AUTHOR=Ihlen Espen A. F. , van Schooten Kimberley S. , Bruijn Sjoerd M. , van Dieën Jaap H. , Vereijken Beatrix , Helbostad Jorunn L. , Pijnappels Mirjam TITLE=Improved Prediction of Falls in Community-Dwelling Older Adults Through Phase-Dependent Entropy of Daily-Life Walking JOURNAL=Frontiers in Aging Neuroscience VOLUME=10 YEAR=2018 URL=https://www.frontiersin.org/journals/aging-neuroscience/articles/10.3389/fnagi.2018.00044 DOI=10.3389/fnagi.2018.00044 ISSN=1663-4365 ABSTRACT=

Age and age-related diseases have been suggested to decrease entropy of human gait kinematics, which is thought to make older adults more susceptible to falls. In this study we introduce a new entropy measure, called phase-dependent generalized multiscale entropy (PGME), and test whether this measure improves fall-risk prediction in community-dwelling older adults. PGME can assess phase-dependent changes in the stability of gait dynamics that result from kinematic changes in events such as heel strike and toe-off. PGME was assessed for trunk acceleration of 30 s walking epochs in a re-analysis of 1 week of daily-life activity data from the FARAO study, originally described by van Schooten et al. (2016).
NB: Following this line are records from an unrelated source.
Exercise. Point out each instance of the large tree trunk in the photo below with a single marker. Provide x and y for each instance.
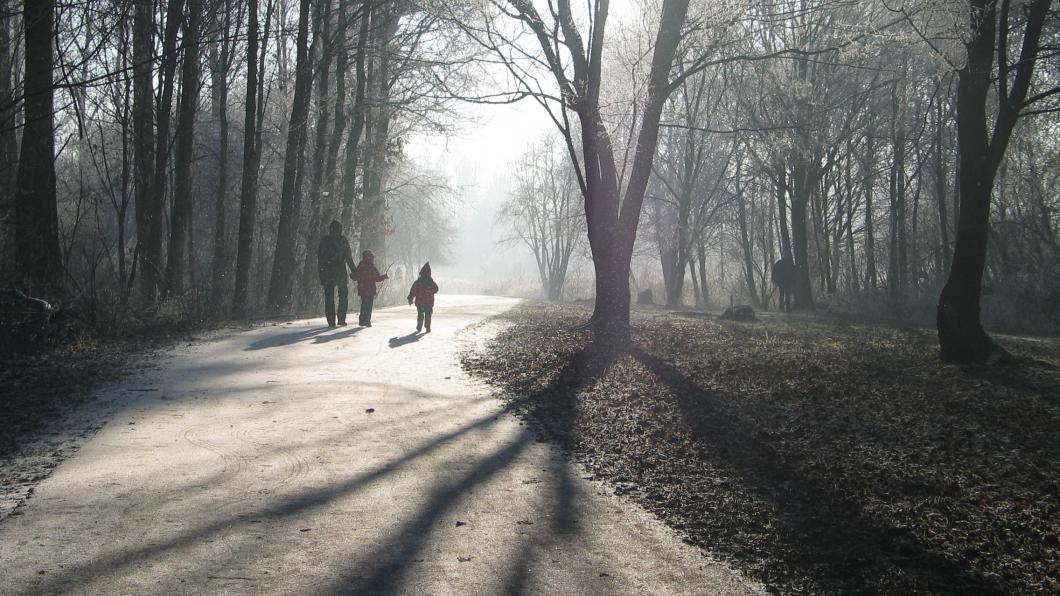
(380, 112)
(745, 244)
(283, 264)
(36, 217)
(153, 273)
(868, 169)
(357, 126)
(802, 185)
(9, 144)
(181, 209)
(960, 335)
(219, 63)
(147, 206)
(248, 192)
(317, 228)
(896, 261)
(940, 177)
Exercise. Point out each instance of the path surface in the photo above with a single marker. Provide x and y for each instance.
(252, 463)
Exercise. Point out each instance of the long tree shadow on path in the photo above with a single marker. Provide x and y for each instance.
(285, 338)
(306, 501)
(384, 570)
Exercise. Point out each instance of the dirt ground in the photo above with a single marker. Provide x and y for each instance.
(814, 455)
(297, 458)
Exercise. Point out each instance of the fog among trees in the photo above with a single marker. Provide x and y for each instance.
(179, 160)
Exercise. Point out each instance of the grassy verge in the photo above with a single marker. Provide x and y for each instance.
(814, 455)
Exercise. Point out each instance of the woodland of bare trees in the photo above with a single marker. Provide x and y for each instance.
(888, 150)
(180, 158)
(545, 212)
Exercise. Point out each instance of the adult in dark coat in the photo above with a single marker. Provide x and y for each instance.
(423, 294)
(367, 276)
(333, 257)
(783, 278)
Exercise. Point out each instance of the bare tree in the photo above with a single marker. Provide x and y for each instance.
(571, 56)
(248, 193)
(181, 208)
(544, 212)
(36, 218)
(960, 333)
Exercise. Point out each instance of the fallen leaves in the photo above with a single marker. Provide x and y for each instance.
(818, 456)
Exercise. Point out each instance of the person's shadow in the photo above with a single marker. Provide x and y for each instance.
(286, 338)
(404, 339)
(339, 335)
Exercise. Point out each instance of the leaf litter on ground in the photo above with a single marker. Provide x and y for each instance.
(816, 455)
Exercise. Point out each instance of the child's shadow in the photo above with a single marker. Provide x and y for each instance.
(399, 342)
(340, 335)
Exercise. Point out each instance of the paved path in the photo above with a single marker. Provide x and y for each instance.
(254, 463)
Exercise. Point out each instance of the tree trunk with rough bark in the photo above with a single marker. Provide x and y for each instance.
(37, 256)
(180, 214)
(960, 335)
(283, 264)
(248, 192)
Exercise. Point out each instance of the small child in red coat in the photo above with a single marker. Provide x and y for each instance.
(423, 294)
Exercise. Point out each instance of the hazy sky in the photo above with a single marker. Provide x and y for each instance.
(477, 160)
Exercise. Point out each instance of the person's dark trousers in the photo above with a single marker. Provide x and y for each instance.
(423, 317)
(366, 310)
(343, 297)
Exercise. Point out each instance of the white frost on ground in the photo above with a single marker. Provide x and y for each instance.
(299, 459)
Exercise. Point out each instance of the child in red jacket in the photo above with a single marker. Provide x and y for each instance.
(423, 294)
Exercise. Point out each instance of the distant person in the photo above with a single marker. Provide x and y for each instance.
(333, 257)
(783, 276)
(423, 294)
(367, 276)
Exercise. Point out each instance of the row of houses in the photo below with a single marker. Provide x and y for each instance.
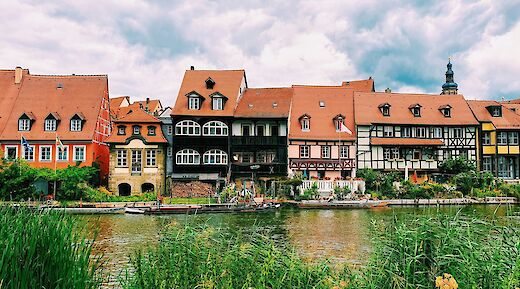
(220, 130)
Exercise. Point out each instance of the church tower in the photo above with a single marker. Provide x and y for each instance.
(450, 87)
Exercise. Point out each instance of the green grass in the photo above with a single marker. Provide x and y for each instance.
(44, 250)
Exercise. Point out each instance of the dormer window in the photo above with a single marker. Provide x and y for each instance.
(210, 83)
(415, 109)
(446, 110)
(305, 122)
(385, 109)
(121, 130)
(25, 122)
(51, 122)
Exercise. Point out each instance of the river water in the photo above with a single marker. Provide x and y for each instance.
(338, 235)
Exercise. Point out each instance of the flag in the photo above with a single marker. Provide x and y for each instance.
(25, 145)
(59, 143)
(344, 128)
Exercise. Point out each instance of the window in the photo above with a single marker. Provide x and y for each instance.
(502, 138)
(457, 132)
(215, 128)
(11, 152)
(122, 160)
(63, 153)
(388, 131)
(486, 138)
(215, 157)
(187, 127)
(151, 158)
(28, 154)
(24, 124)
(344, 152)
(218, 103)
(187, 157)
(325, 152)
(50, 125)
(406, 131)
(45, 153)
(194, 103)
(136, 161)
(79, 153)
(487, 164)
(420, 132)
(75, 125)
(437, 132)
(513, 138)
(304, 151)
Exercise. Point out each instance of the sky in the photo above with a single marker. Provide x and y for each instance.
(145, 46)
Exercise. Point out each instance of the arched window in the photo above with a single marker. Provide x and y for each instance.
(187, 157)
(187, 127)
(215, 157)
(215, 128)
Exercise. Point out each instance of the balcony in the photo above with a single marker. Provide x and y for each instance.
(258, 140)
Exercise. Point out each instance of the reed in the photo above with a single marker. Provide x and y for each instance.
(44, 250)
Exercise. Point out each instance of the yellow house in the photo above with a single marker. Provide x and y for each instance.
(499, 132)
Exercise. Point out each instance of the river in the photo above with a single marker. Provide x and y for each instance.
(338, 235)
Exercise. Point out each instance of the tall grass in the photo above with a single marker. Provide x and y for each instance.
(408, 253)
(44, 250)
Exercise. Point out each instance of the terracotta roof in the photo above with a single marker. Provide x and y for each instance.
(406, 141)
(227, 82)
(40, 95)
(508, 120)
(141, 118)
(368, 112)
(336, 100)
(265, 103)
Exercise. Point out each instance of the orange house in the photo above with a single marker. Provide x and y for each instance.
(42, 108)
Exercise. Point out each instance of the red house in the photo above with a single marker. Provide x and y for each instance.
(42, 108)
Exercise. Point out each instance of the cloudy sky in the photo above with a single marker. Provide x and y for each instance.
(145, 46)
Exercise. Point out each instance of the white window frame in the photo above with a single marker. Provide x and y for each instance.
(215, 128)
(305, 151)
(33, 153)
(151, 158)
(193, 103)
(74, 150)
(40, 154)
(187, 157)
(121, 158)
(215, 157)
(58, 154)
(217, 103)
(24, 124)
(325, 152)
(6, 156)
(76, 125)
(51, 124)
(187, 127)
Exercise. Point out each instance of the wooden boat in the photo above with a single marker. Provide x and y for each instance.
(85, 210)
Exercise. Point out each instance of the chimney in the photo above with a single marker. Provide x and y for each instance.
(18, 74)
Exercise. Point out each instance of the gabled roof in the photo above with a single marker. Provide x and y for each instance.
(306, 100)
(40, 95)
(368, 112)
(227, 82)
(508, 120)
(265, 103)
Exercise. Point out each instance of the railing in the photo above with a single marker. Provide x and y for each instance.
(258, 140)
(326, 186)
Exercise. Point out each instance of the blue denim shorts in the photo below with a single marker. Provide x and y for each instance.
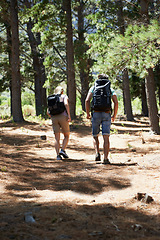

The re-analyzed data set contained inertial sensor data from 52 single- and 46 multiple-time prospective fallers in a 6 months follow-up period, and an equal number of non-falling controls matched by age, weight, height, gender, and the use of walking aids. The predictive ability of PGME for falls was assessed using a partial least squares regression. PGME had a superior predictive ability of falls among single-time prospective fallers when compared to the other gait features. The single-time fallers had a higher PGME (p < 0.0001) of their trunk acceleration at 60% of their step cycle when compared with non-fallers. No significant differences were found between PGME of multiple-time fallers and non-fallers, but PGME was found to improve the prediction model of multiple-time fallers when combined with other gait features. These findings suggest that taking into account phase-dependent changes in the stability of the gait dynamics has additional value for predicting falls in older people, especially for single-time prospective fallers.